○ 费惠玉
艾草原是平常之物,小路边、田埂上,江河堤岸边,哪里都能长,而且特别好认,它的叶片呈椭圆形羽状,边缘有不规则粗锯齿,叶片下是灰白色的绒毛,摸上去像金丝绒质地。但艾草又绝非寻常之物,太阳被称为天之阳,而艾草则被称为地之阳,它独特的芳香气味,对多种病毒、细菌和致病真菌都有抑制和杀伤作用。
另外,艾草的叶片像老虎的剪影,因此人们赋予艾草以美好的寓意,给它取了个虎虎生威的名字:“艾虎”,它与菖蒲一起被合称为“艾虎蒲剑”。小时候过端午,不一定有粽子吃,但母亲除了挂艾草菖蒲外,一定会在我脖子挂一个香囊,这香囊里塞的就是提前备好的干艾草,淡淡的药草味,非常好闻。母亲说小孩戴了香囊,就能健康度过苦夏。但我印象最深的是用艾草驱蚊,一到夏天,农村的蚊虫漫天飞舞,羊圈内尤其多,父亲会在傍晚时分,拿一把晒干的艾草到羊圈,点燃后关门烟熏,一两个小时后去看,满地的蚊子艰难地翕动着翅膀,将死未死,场面非常震憾。当时的我哪里知道,从艾草中提取的汁液就是标准的“绿色农药”,高效、低毒、少残留。
艾草,一年四季,都有大用场。最为人熟知的自然是艾灸,艾灸至今已有5000多年的历史。
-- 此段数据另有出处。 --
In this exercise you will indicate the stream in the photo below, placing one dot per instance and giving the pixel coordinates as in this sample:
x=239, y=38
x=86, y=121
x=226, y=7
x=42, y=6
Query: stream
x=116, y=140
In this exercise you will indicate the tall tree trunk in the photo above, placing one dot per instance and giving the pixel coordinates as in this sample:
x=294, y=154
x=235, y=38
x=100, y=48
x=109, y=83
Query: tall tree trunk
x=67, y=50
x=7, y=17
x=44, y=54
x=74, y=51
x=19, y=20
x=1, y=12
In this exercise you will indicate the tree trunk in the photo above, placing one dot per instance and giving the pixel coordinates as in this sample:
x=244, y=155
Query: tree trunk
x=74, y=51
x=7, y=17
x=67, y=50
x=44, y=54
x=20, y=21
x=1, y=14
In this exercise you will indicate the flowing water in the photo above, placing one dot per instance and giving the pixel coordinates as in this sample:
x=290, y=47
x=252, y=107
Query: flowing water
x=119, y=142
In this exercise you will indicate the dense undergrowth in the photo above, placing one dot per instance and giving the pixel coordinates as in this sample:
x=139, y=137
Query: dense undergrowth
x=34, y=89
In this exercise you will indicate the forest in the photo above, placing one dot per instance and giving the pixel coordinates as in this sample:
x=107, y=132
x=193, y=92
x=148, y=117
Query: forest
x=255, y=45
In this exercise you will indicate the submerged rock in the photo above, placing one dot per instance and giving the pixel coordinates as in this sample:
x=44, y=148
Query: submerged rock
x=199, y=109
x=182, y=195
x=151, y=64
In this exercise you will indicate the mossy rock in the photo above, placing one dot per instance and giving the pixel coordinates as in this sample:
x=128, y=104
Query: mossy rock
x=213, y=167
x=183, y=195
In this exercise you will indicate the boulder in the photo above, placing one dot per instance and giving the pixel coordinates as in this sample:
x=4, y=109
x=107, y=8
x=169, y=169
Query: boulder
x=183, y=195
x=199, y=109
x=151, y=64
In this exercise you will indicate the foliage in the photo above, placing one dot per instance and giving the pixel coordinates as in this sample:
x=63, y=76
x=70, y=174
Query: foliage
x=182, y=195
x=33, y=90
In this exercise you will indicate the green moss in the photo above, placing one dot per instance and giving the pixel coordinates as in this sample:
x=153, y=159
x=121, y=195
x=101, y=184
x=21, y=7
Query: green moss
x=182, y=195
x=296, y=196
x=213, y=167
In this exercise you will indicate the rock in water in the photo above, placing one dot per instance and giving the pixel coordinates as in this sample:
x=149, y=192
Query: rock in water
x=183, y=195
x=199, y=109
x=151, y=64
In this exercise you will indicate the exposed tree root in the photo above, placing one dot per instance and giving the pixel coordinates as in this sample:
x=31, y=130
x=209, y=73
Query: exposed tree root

至于说三年五年陈艾的,真不好辨别。其实艾灸都自助了,艾条不妨也自做,端午前后割下艾草,阴干后放在通风阴凉处,保存三年后,就是大名鼎鼎的三年陈艾了。使用前将叶子和茎秆分离,艾叶可用石臼碾压成艾绒,再用棉纸卷成条,就成了艾条。
艾草有“医草”之美称。我小时候有头痛脑热的,母亲就会拿出干艾草,放入锅内煮一定时间,倒出沥净后再加入红糖让我喝。我割草破了手指,母亲会采新鲜艾草或将干艾草碾碎糊在我伤口上,母亲做这一切时,自然而然,得心应手,仿佛她是天生的中医一般。民间还有一个常用小偏方,用艾叶煮水洗头,止痒润发,功效了得,不过我倒是没试过。用艾叶做枕头,则可安眠宁神,也不失为利用艾叶的一个简单操作法。办公室有同事买了艾枕放在单位休息用,中午时分,简易床一打开,一股艾叶的清香溢满了休息室,惹得我也动了要去割艾草来做枕头的心念。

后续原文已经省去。